Chaque jardin recèle ses surprises. Ici, je ne connais pas encore l’intimité du lieu. C’est la première année. Entre les herbes surgissent impromptues des coquelourdes, là le millepertuis s’étale… la petite jachère révèle ses surprises. Un arbre à papillons né sans intervention humaine se déploie sans vergogne. Dans la haie où de nombreux buissons se mêlent, je découvre un hibiscus. Les rosiers ici se plaisent et sont généreux… Le laurier rose met ses taches de couleurs… Il faut parfois aller chercher le nom oublié d’une fleur… Ailleurs un semis que je croyais condamné offre soudainement une capucine ou un cosmos… le liseron s’interpose parfois et si les ronces sont agaçantes à vouloir tout enserrer, je sais bien que chacune et chacun à sa place au jardin.
À trop vouloir l’ordonner, on en ferait un lieu triste et stérile. Métaphore…
Émotions
Ce ne sont pas seulement des surprises. La joie de les découvrir ces cadeaux. Ce sont des émotions. Les fleurs, ce n’est pas juste « joli ». La fleur d’hibiscus lorsqu’elle se révèle n’est pas seulement une œuvre d’art incroyable, elle est troublante sensualité. Il n’y a rien de plus intime, de plus touchant.
Voici venir les temps où vibrant sur sa tige
Chaque fleur s'évapore ainsi qu'un encensoir ;
Les sons et les parfums tournent dans l'air du soir ;
Valse mélancolique et langoureux vertige ! (Baudelaire...)
"Baiser ! Rose trémière au jardin des caresses !" disait Verlaine.
Je méditais; soudain le jardin se révèle
Et frappe d’un seul jet mon ardente prunelle.
Je le regarde avec un plaisir éclaté;
Rire, fraîcheur, candeur, idylle de l’été !
Tout m’émeut, tout me plaît, une extase me noie,
J’avance et je m’arrête; il semble que la joie
Était sur cet arbuste et saute dans mon cœur!
Je suis pleine d’élan, d’amour, de bonne odeur,
Et l’azur à mon corps mêle si bien sa trame
Qu’il semble brusquement, à mon regard surpris,
Que ce n’est pas ce pré, mais mon œil qui fleurit
Et que, si je voulais, sous ma paupière close
Je pourrais voir encor le soleil et la rose.
« Les Eblouissements » Anna de Noailles (1876-1933)
Luxe du détachement
C’est un luxe, c’est une joie.
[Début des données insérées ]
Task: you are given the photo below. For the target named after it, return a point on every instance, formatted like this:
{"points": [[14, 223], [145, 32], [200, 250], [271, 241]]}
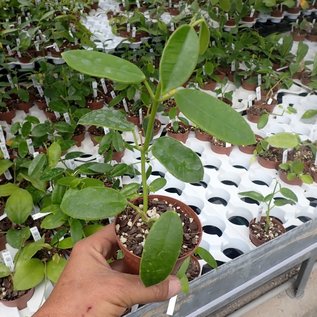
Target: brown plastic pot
{"points": [[283, 176], [182, 137], [21, 302], [255, 240], [132, 261]]}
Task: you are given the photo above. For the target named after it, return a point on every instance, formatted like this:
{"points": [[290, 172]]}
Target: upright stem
{"points": [[148, 136]]}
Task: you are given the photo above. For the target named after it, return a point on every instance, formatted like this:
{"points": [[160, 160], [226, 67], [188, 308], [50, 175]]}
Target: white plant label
{"points": [[30, 146], [94, 89], [133, 34], [104, 86], [258, 93], [7, 258], [4, 151], [66, 117], [35, 233], [284, 158], [8, 175], [125, 105], [259, 215], [2, 138]]}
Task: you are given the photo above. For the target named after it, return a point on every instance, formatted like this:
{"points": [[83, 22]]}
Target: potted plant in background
{"points": [[266, 228], [163, 230]]}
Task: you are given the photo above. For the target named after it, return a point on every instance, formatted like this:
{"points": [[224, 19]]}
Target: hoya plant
{"points": [[213, 116]]}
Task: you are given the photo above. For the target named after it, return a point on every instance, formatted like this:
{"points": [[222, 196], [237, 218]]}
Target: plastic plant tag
{"points": [[284, 158], [30, 146], [94, 89], [125, 105], [66, 117], [35, 233], [171, 306], [133, 34], [2, 138], [104, 86], [4, 151], [7, 258], [258, 93]]}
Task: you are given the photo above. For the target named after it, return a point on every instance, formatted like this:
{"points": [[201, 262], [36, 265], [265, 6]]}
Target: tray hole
{"points": [[239, 220], [232, 253], [174, 190], [209, 229]]}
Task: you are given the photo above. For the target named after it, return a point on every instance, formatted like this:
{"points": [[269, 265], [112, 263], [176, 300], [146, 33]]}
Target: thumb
{"points": [[139, 294]]}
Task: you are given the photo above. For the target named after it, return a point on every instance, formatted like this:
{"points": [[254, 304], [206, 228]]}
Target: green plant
{"points": [[285, 197], [210, 114]]}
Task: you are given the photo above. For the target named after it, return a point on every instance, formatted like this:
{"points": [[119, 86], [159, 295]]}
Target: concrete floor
{"points": [[277, 303]]}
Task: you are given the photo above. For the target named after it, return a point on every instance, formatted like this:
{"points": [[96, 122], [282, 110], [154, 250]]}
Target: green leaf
{"points": [[157, 184], [283, 140], [28, 274], [253, 195], [16, 238], [7, 189], [76, 230], [204, 37], [55, 267], [93, 203], [178, 159], [19, 206], [109, 118], [206, 256], [53, 221], [309, 114], [263, 120], [161, 248], [103, 65], [286, 192], [181, 49], [54, 153], [4, 270], [4, 165], [37, 165], [214, 116]]}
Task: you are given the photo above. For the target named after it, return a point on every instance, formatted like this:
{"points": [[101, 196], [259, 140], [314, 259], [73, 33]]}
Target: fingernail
{"points": [[174, 286]]}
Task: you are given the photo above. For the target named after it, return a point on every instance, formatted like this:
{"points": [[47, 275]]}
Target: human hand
{"points": [[90, 287]]}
Au delà de la beauté telle qu’elle s’offre aux yeux, au delà des émotions qui nous traversent, la promenade au jardin nous relie au présent, dans ce qui est à la fois fragilité et vie…
S’oublier dans la fleur que l’on admire, laisser ses sens boire le réel, se laisser traverser par ce flux, « être dans le flow »… il n’y a pas besoin d’intellectualiser pour s’abandonner à ce bonheur.
C’est un luxe, car il faut trouver un jardin… Parfois, il faudra dénicher un square, une allée, parfois il faudra partir marcher dans la nature et la retrouver au prix d’efforts…
On a crée dans certaines villes des univers désincarnés où la nature et les jardins peinent à se faire une place. Ce n’est pas un hasard si ce sont des lieux de violence…
Je ne veux pas être grave ici, juste souligner à quel point quelques minutes passées le matin à « faire le tour du jardin » peuvent transformer la journée en l’apaisant, en l’emplissant…
Gratitude
Ces cadeaux apportés par la vie méritent gratitude. Le jardin mérite attention et bienveillance et si l’on veut contenir son exubérance, il faut penser à rester mesuré dans les contraintes que l’on voudrait imposer à ce vivant que l’homme tente de dessiner à sa main oubliant qu’il n’en est qu’un des éléments …
Il pleut. Dans les allées entre les pierres, l’eau du ciel va réveiller la moindre graine. C’est ce message, cette volonté de la vie, d’un élan qui sans cesse cherche à s’exprimer qui engage. La vie partout, salvatrice, consolatrice, source d’énergie… Cette vie qui me survivra.